Erros que travam o processo
- Perder ou jogar fora documento antigo. Aquela conta de luz de 2009 é prova de posse. Guarde tudo;
- Deixar de conversar com os vizinhos de divisa. A assinatura dos confinantes é peça obrigatória; relação ruim de vizinhança atrasa mais que exigência de cartório;
- Fazer benfeitoria grande sem regularizar antes. Construção não averbada gera uma segunda pendência em cima da primeira;
- Escolher a modalidade pelo que parece mais rápido em vez do que os documentos sustentam;
- Deixar o inventário para depois. Se o titular registrado morreu, o espólio precisa ser tratado — ignorar isso trava o registro no fim da fila.
Situações que aparecem com frequência
Estes são padrões recorrentes no nosso dia a dia em Manaus, não casos individuais:
- Compra de gaveta com vendedor falecido. A família mora no imóvel há mais de uma década, mas a matrícula segue no nome de quem vendeu. Não há como pedir escritura a quem morreu — a usucapião resolve sem depender dos herdeiros;
- Terreno de família dividido entre irmãos. Cada um construiu sua casa, ninguém desmembrou nada e a matrícula continua sendo uma só, em nome do avô. Aqui é comum combinar usucapião com inventário e desmembramento;
- Casa pronta para vender que não passa no banco. O comprador tem crédito aprovado, o negócio trava na certidão da matrícula, e a venda cai. Regularizar antes de anunciar evita perder o comprador.
Perguntas frequentes
Preciso de advogado para fazer usucapião?
Sim. Tanto no procedimento em cartório quanto na Justiça, a lei exige que o pedido seja apresentado com assistência de advogado. A Regularize atua na assessoria completa e conta com escritório jurídico próprio para os casos que exigem a via judicial.
O antigo dono precisa concordar?
Ele é notificado e tem prazo para se manifestar. Se não responder dentro do prazo legal, a falta de manifestação é tratada como concordância e o procedimento segue. Se ele impugnar, o caso vai para a via judicial.
Posso fazer usucapião de imóvel financiado ou com hipoteca?
Existindo ônus registrado na matrícula, como alienação fiduciária ou hipoteca, o credor também é notificado e a situação precisa ser resolvida no procedimento. É um caso que exige análise específica antes de qualquer promessa.
E se o imóvel estiver em nome de uma pessoa que morreu?
É uma das situações mais comuns. Nesse caso, os herdeiros é que são notificados. Muitas vezes a solução combina usucapião com inventário — analisamos qual ordem custa menos e anda mais rápido.
Serve para terreno sem construção?
Serve. O que a lei exige é posse com as características certas pelo tempo previsto, e não que exista casa construída. Algumas modalidades, porém, pedem que o imóvel seja usado para moradia — por isso a modalidade muda conforme o terreno seja ocupado ou apenas cuidado.

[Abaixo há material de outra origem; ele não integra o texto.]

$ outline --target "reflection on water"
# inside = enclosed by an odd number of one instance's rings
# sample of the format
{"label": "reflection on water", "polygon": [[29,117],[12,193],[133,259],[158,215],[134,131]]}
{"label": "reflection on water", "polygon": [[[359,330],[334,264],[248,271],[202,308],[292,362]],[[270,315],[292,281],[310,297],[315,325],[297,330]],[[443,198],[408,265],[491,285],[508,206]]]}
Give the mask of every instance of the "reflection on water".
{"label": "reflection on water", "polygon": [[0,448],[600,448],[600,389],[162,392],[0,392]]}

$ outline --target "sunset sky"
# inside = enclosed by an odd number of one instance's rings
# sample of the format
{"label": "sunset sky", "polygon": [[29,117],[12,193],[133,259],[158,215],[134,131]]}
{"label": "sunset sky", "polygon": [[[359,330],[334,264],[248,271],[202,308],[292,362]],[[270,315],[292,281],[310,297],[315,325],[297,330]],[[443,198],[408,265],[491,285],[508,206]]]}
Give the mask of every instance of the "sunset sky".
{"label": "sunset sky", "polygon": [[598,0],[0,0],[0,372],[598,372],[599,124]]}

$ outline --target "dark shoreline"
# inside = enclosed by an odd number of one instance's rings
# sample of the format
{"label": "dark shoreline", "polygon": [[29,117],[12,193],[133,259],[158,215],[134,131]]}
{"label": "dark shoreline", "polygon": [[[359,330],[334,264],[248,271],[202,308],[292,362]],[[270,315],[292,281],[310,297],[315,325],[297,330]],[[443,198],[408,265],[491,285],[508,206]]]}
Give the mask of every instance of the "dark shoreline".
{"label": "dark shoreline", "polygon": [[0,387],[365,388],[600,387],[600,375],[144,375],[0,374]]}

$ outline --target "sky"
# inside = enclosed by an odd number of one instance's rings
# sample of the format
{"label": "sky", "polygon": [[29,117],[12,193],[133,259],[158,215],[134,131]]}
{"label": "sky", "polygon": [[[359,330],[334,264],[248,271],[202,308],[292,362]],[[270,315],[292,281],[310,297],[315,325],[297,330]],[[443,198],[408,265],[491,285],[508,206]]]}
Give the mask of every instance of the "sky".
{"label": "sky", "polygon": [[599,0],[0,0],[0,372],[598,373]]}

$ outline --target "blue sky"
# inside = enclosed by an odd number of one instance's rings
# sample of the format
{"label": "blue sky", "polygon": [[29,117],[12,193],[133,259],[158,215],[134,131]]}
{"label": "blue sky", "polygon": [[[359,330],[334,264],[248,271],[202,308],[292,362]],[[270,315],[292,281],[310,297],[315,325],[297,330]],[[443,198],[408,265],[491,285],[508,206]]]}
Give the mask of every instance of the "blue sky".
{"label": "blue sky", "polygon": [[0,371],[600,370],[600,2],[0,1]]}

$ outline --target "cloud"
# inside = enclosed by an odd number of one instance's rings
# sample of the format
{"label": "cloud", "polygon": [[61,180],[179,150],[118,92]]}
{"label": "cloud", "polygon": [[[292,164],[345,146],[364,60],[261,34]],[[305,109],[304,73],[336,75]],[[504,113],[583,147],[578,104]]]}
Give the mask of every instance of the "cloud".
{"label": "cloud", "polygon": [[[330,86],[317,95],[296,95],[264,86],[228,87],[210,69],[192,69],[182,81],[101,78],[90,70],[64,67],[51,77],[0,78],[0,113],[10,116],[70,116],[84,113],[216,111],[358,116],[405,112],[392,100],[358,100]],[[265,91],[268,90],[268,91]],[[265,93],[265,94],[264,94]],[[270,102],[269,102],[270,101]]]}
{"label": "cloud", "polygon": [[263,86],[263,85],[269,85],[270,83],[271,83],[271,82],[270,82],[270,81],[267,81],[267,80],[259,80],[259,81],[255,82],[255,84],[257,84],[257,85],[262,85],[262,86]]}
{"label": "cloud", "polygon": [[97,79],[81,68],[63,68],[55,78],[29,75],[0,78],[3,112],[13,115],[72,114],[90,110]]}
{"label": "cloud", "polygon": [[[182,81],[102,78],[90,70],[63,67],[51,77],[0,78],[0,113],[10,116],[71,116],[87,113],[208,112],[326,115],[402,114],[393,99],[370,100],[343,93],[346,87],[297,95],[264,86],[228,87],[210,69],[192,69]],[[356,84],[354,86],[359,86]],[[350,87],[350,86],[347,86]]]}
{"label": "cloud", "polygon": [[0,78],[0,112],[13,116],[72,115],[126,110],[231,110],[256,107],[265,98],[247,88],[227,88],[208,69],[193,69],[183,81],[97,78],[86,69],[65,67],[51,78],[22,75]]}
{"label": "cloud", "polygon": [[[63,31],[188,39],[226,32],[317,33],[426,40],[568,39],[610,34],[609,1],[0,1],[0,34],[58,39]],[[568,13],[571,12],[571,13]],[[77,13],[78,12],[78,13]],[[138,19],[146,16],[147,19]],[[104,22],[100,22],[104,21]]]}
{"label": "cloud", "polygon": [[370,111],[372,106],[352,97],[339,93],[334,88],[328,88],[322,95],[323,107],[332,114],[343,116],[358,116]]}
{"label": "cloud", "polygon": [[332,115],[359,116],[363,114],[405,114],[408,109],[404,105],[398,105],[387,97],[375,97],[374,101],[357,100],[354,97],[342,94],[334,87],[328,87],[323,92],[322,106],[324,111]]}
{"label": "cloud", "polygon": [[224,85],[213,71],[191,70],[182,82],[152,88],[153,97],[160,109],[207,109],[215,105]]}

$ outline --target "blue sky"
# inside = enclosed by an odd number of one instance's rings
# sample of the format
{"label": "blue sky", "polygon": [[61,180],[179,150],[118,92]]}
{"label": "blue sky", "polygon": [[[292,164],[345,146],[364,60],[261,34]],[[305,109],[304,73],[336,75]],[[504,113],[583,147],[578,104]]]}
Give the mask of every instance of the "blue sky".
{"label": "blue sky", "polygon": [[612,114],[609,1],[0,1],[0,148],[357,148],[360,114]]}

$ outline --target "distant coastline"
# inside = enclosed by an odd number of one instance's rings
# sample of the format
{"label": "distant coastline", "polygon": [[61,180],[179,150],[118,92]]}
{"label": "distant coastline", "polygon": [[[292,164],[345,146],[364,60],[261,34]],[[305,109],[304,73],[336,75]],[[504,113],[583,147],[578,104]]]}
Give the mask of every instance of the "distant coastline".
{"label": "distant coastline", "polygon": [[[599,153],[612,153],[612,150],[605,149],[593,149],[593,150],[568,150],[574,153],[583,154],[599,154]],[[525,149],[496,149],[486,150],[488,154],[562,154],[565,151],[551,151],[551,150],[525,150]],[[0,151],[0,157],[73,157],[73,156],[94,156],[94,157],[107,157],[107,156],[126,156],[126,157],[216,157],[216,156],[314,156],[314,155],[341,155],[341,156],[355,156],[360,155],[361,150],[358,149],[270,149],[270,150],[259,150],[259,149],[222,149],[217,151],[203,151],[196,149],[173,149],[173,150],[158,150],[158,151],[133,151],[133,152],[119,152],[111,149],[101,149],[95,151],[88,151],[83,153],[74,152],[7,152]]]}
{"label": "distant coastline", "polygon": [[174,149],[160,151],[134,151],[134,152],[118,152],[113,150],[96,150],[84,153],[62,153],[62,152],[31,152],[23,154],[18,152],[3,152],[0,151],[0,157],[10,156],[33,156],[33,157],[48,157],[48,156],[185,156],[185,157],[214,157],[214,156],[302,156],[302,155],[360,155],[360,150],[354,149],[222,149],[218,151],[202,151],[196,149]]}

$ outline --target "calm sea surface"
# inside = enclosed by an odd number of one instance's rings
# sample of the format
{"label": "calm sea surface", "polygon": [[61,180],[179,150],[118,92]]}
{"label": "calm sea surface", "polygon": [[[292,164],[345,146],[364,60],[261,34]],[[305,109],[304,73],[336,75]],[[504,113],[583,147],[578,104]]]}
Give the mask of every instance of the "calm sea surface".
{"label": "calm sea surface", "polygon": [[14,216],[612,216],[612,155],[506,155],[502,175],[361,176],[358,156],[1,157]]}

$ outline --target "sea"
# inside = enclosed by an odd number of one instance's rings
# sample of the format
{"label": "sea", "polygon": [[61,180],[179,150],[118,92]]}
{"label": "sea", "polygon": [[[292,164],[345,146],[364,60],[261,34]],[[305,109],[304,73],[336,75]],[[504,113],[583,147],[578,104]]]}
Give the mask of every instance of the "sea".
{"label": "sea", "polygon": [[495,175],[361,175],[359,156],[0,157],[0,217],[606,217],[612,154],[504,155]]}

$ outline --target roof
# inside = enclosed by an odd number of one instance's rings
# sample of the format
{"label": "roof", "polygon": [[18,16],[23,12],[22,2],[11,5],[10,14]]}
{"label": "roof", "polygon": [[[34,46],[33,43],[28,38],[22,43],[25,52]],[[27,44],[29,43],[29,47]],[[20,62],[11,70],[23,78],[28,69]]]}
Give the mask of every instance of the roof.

Já perdi o contrato de compra. Ainda dá?
Dá. A modalidade extraordinária não exige documento de aquisição nenhum, apenas a comprovação do tempo e da qualidade da posse. Contas antigas, IPTU e testemunhas ajudam a montar essa prova.
Depois da usucapião o imóvel fica 100% regular?
A usucapião regulariza a propriedade. Se existe construção não averbada na matrícula, ainda é preciso resolver o Habite-se e a averbação da construção para que o imóvel fique completo no papel — é um serviço que também fazemos.
Quanto tempo de posse eu tenho que provar, no mínimo?
Depende da modalidade: vai de 2 anos, na usucapião familiar, a 15 anos, na extraordinária sem moradia nem benfeitoria. A maior parte dos casos urbanos se enquadra entre 5 e 10 anos.